Where the four reactors at Darlington cost $14-billion, the new long-range plan calls for $33-billion, more than double the previous price tag, and that’s to build just two new reactors and refurbish 10 old ones, including those at Darlington. That $33-billion estimate is more a wish than a firm projection. Nuclear reactors, notorious for their cost overruns, typically come in at two to three times their original estimates. Darlington, originally estimated at $3.5-billion, came in at four times its estimate. Refurbishments likewise run up the bills, as seen in the two Bruce reactors at Lake Huron. In 2005, the estimate was $2.75-billion. Today, the refurbishment is already three years behind schedule and $2-billion over budget. No one would be surprised to see the $33-billion estimate balloon to $99-billion or more by the time the plan is complete.

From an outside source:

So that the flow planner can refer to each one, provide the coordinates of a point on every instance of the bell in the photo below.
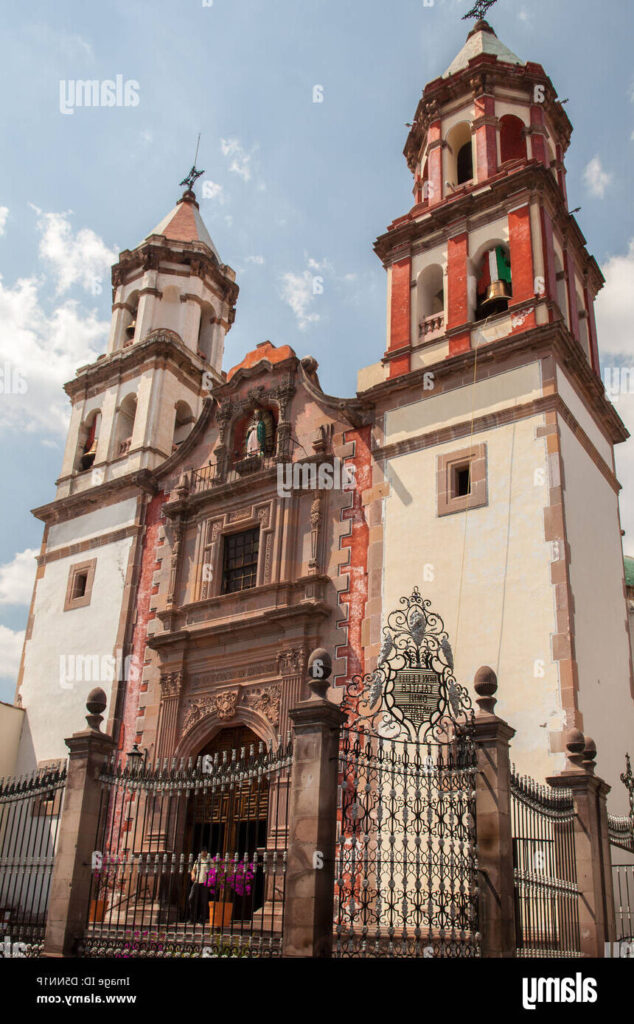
(498, 294)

Amazingly, the nuclear boondoggle may not represent the biggest blowout. Where the original alternative energy contracts with private power producers cost $6-billion, the new round of alternate energy projects envisaged in the Long-Term Plan cost more like $27-billion — or more like $45-billion once the supporting infrastructure for these alternative projects is factored in. This $45-billion,like the $33-billion estimate for nuclear power, may itself be a gross underestimate, partly because the supporting infrastructure is subject to cost overruns, partly because the bulk of the new alternative energy projects — unreliable wind and solar — are likely to require expensive backups to avoid blackouts.
His suggested solution? Scrap the huge plan, which on past evidence will be far more expensive, slower, and less effective than they predict. The better solution? Privatize the grid. Allow market forces to set electricity rates.